Присев подле него, сухо бросил:
— А теперь представь, что это произойдёт со всем твоим телом, щенок.
— Ты меня руки лишил!! — птенец буквально закричал мне в лицо от боли и отчаяния.
— Не ной. Через час останется лишь ожог, а через два твоя рука будет как новенькая, — фыркнул. — И не забывайся. Пока я тебе позволяю допускать в своём отношении вольности, но когда вернусь из Венгарда и ты снова позволишь себе такое поведение в моём отношении…
Я многозначительно замолчал и поднялся на ноги. Ещё не хватало позволять щенкам на меня тявкать.
— Кстати, при регенерации организм снова начинает испытывать нехватку крови. Считай это твоим испытанием на удержание Зверя в узде. Справишься — молодец.
— Ты дашь мне крови?
— Больше нет, — покачал головой. — Довольствуйся свиной.

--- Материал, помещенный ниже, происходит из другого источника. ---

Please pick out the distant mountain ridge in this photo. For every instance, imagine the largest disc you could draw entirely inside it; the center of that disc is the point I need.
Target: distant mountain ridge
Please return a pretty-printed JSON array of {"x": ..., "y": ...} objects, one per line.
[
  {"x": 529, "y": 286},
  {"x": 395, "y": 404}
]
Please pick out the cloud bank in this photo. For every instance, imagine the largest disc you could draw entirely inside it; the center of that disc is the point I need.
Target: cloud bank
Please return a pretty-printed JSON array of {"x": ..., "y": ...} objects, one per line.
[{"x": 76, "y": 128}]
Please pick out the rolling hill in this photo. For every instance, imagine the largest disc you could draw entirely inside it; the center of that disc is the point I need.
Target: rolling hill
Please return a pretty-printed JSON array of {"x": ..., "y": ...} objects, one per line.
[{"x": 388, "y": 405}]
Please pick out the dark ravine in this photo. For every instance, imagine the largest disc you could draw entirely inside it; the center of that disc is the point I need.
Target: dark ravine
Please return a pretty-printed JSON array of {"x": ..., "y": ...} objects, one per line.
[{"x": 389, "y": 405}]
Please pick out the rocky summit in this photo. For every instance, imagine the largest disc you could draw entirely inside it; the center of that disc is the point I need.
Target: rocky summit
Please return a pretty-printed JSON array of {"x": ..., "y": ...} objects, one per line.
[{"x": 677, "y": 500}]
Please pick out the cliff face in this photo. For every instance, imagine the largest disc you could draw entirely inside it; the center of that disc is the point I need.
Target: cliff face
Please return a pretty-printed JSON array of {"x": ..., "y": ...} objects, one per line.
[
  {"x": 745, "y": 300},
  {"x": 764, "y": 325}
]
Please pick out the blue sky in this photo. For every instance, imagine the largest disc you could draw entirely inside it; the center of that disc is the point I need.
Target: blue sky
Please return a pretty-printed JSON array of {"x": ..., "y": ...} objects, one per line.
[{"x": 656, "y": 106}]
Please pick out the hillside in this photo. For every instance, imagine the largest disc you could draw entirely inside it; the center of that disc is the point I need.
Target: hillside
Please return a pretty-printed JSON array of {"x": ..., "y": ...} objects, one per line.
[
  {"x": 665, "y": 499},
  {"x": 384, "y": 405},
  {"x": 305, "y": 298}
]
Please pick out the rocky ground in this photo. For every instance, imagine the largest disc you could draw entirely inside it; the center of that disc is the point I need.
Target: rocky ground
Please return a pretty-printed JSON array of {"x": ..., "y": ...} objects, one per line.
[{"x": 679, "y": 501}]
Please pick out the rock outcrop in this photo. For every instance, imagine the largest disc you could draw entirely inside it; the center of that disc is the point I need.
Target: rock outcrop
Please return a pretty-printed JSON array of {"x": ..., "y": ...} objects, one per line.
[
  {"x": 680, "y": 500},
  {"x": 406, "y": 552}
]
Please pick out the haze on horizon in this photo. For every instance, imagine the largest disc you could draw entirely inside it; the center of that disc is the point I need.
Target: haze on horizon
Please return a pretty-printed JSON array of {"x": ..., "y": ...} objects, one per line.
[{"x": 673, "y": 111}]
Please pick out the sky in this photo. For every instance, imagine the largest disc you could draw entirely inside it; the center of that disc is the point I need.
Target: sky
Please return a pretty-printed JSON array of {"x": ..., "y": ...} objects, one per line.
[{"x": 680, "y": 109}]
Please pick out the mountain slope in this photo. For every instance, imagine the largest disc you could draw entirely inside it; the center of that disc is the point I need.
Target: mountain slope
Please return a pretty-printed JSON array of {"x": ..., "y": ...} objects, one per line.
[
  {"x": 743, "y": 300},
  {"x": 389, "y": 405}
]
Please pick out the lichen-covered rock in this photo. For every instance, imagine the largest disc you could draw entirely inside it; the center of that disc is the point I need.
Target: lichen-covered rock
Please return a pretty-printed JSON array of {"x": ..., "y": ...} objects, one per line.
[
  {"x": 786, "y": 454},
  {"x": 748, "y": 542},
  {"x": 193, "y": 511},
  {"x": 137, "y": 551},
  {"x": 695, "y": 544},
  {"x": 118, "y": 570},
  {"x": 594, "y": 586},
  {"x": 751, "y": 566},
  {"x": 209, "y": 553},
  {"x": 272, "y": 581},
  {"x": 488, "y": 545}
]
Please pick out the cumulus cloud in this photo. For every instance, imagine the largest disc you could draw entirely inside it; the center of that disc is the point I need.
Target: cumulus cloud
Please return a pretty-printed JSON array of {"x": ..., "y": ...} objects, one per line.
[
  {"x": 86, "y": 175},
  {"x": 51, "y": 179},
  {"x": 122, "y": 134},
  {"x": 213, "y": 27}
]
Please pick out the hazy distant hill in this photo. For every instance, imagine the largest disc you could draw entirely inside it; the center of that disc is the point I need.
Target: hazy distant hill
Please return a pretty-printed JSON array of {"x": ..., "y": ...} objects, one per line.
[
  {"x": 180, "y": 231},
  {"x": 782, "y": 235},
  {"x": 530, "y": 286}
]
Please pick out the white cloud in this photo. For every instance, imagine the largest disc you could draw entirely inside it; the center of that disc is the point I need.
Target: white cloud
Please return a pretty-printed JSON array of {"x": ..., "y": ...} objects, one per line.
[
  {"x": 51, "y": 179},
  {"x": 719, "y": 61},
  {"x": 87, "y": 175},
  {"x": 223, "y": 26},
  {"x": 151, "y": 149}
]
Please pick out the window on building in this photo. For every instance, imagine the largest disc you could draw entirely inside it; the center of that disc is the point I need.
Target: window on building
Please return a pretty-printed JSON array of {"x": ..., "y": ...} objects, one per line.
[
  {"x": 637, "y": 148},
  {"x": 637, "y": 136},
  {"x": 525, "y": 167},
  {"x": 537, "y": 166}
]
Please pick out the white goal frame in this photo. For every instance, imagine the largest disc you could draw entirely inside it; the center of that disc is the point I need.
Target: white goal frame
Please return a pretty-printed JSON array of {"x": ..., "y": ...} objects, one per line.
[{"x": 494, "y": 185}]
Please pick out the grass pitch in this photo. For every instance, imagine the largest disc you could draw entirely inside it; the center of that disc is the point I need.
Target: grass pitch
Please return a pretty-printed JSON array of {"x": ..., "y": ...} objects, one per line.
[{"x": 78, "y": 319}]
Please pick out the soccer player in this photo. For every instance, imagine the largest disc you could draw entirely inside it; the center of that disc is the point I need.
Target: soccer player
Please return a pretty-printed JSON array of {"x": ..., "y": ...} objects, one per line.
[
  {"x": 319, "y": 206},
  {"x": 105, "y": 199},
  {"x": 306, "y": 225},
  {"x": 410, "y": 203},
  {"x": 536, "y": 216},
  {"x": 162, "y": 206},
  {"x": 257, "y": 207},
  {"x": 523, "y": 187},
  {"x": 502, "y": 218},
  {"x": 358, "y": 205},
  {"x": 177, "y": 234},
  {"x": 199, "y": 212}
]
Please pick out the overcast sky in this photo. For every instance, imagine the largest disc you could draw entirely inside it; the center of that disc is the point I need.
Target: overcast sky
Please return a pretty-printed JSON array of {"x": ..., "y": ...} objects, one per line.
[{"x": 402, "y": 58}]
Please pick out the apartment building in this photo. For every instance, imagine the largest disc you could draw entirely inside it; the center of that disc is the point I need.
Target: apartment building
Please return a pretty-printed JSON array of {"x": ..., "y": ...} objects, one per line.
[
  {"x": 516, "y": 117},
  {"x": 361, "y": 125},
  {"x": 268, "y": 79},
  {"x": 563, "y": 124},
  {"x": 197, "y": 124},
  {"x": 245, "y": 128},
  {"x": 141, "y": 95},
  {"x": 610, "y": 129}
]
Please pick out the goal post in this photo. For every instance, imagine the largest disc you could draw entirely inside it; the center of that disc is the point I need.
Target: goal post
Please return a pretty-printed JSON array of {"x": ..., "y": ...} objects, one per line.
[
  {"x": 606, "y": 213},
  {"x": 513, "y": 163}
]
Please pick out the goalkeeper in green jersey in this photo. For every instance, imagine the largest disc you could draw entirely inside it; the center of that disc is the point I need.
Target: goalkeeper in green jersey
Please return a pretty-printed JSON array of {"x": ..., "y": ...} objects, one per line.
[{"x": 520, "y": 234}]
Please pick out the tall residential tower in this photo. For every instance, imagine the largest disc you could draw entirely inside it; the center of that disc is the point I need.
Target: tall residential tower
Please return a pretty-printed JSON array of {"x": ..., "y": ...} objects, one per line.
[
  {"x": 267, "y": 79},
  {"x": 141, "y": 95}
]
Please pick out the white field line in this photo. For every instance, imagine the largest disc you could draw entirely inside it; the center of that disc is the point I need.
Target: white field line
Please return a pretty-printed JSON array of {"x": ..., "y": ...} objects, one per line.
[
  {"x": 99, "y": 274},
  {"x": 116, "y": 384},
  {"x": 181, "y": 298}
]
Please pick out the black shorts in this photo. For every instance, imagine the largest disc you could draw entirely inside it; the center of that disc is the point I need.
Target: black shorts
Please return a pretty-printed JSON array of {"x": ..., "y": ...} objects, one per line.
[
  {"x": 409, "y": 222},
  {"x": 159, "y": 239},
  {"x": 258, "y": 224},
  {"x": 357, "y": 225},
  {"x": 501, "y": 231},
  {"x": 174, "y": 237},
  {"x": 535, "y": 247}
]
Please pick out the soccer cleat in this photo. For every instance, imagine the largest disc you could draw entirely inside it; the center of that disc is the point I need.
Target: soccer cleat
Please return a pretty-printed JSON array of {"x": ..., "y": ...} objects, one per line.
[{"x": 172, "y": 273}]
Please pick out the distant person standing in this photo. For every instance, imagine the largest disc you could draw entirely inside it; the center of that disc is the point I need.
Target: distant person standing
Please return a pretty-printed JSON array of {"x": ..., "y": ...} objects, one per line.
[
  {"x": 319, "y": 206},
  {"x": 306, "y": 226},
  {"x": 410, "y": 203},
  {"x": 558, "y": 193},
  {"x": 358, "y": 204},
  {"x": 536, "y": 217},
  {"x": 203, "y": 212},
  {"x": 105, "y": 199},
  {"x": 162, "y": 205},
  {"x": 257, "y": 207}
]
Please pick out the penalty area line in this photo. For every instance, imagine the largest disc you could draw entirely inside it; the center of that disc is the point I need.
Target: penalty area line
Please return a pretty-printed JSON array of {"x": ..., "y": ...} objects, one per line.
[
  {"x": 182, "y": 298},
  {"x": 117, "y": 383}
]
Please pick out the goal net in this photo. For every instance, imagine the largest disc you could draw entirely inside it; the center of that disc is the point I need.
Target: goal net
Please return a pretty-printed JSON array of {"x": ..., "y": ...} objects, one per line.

Кен поморщился и начал подниматься.
— И есть четвёртая причина, почему я не беру тебя с собой… — я подставил ладонь под злополучный солнечный лучик, тут же ощутив жар. До ожога было ещё далеко, потому убирать конечность не спешил. — Венгард — столица светлой магии этого полуострова. Он буквально пропитан этой магией.
Перевёл взгляд на парня, пока ещё не понявшего, к чему я веду, и зачарованно наблюдавшего за тем, как я перебираю пальцами в солнечном свете.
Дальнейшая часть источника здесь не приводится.